Desde joven concibió el ejercicio de la política como la actividad adecuada a la que dedicar su vida. Su contexto familiar, sus aptitudes personales y la educación recibida le empujaban en esa dirección. Se ejercitó en la arena bajo la protección del maestro de lucha Aristón Argivo, quien al ver sus buenas proporciones corporales le llamó Platón, que significa “amplio”. Por el contrario, otros cuentan que se le puso este apodo porque tenía una buena retórica y otros que tenía la frente ancha. En cualquier caso, no deja de ser irónico que el mismo filósofo que insistió en la diferencia entre la apariencia y la realidad acabara siendo conocido por su aspecto y no por su nombre real.

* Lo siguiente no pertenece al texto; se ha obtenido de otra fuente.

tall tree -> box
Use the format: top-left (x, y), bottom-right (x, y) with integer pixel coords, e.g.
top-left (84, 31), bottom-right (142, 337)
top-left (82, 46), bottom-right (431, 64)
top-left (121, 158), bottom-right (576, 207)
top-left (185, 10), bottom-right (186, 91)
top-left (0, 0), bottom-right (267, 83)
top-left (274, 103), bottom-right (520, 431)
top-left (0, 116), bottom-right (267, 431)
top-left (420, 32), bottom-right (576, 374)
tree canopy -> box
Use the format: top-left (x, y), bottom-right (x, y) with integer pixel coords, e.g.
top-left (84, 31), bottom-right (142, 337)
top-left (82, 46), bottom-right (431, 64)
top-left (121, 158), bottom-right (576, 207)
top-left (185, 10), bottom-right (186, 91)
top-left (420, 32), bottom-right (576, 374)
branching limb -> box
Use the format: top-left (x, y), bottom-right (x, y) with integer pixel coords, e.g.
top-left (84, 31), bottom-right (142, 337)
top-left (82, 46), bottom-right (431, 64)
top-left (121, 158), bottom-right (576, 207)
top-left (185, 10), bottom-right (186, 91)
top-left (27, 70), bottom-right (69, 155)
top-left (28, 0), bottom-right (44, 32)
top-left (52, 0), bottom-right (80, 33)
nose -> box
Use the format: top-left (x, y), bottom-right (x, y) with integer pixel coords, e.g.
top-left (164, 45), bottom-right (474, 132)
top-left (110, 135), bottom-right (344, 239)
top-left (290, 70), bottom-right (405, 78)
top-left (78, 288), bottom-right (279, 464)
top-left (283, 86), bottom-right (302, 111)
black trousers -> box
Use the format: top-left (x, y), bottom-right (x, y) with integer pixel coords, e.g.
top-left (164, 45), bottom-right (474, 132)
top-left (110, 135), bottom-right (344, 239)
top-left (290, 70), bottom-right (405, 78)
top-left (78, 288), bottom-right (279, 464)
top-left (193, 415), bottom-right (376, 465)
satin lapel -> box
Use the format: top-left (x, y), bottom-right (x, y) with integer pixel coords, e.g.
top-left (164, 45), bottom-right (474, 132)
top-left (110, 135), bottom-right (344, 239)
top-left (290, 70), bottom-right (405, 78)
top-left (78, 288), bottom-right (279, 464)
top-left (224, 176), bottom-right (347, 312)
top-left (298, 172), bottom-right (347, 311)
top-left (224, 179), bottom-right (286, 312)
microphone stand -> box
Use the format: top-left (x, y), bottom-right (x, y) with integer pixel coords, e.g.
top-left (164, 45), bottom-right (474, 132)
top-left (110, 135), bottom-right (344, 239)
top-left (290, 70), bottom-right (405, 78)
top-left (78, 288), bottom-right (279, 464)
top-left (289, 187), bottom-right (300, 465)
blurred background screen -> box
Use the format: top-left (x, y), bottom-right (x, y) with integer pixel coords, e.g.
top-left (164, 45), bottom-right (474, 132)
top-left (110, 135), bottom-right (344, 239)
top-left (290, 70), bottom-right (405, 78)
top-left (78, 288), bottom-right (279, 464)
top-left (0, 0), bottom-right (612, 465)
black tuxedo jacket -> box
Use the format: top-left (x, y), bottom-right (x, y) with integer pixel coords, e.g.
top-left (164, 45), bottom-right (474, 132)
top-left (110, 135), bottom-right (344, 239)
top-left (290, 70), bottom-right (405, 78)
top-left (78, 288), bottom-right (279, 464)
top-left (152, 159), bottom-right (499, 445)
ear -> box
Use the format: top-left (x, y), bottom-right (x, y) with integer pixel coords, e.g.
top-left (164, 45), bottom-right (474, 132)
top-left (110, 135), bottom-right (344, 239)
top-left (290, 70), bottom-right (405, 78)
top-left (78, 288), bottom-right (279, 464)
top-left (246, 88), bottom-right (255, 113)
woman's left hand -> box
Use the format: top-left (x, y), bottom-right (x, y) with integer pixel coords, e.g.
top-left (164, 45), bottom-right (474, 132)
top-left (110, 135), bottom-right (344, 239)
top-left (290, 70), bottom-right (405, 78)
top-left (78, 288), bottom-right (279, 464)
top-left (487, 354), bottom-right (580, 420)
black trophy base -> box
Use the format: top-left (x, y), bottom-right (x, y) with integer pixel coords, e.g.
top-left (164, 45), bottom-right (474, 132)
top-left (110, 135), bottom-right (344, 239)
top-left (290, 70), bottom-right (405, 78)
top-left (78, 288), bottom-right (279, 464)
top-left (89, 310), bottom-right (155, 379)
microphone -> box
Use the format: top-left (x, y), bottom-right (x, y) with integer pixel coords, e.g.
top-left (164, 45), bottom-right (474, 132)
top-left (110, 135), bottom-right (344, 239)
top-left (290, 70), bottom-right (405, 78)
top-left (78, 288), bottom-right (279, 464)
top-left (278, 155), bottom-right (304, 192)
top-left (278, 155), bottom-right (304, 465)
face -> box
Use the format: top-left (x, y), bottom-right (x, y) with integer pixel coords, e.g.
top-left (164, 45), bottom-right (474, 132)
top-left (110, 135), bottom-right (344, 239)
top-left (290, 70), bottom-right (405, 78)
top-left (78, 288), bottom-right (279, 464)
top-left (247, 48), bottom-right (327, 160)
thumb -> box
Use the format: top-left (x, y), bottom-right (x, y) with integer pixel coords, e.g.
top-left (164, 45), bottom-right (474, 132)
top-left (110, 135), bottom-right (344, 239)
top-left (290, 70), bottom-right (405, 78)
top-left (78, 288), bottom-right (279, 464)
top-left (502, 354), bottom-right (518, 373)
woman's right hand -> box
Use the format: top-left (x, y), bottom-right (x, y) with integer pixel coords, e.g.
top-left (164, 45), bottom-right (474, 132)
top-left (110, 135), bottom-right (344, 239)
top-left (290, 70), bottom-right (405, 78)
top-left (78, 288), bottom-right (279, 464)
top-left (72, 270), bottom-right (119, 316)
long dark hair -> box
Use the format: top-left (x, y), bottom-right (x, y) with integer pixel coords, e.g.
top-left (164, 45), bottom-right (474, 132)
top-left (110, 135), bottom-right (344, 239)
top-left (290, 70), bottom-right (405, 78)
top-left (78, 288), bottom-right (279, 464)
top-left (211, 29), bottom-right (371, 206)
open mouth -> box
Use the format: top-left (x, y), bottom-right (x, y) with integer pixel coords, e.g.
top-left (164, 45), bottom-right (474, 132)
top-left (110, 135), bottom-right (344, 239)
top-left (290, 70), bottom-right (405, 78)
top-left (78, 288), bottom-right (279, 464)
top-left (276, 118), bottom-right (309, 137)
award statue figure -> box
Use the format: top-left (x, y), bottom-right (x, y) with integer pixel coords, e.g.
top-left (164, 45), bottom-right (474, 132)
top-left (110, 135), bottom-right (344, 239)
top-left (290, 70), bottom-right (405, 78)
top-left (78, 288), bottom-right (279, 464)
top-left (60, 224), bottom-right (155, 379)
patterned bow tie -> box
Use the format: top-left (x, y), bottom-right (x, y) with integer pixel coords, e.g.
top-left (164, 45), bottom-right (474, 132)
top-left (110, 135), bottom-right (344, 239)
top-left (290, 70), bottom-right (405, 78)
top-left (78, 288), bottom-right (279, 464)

Se cuenta de Platón que fue un joven que no solo tenía dotes para el deporte, sino para las artes. Destacó en habilidades como la pintura y la composición de ditirambos, cánticos y tragedias. De esta última capacidad se dice que tenía una voz delgada, como bien narra Diógenes Laercio en su libro “Vidas de filósofos ilustres”.

Discípulo de Sócrates

El primer encuentro entre Platón y Sócrates fue curioso. Previo a conocer a Platón, se comenta que el gran maestro una noche soñó con un polluelo de cisne que plumeaba sobre sus rodillas y que abriendo sus alas se elevó por los aires con dulces cánticos. Al día siguiente se encontró con Platón y este dijo: “¡He aquí el cisne!”. A partir de ese momento, comenzó sus estudios en filosofía y se convirtió en discípulo de Sócrates a la edad de veinte años.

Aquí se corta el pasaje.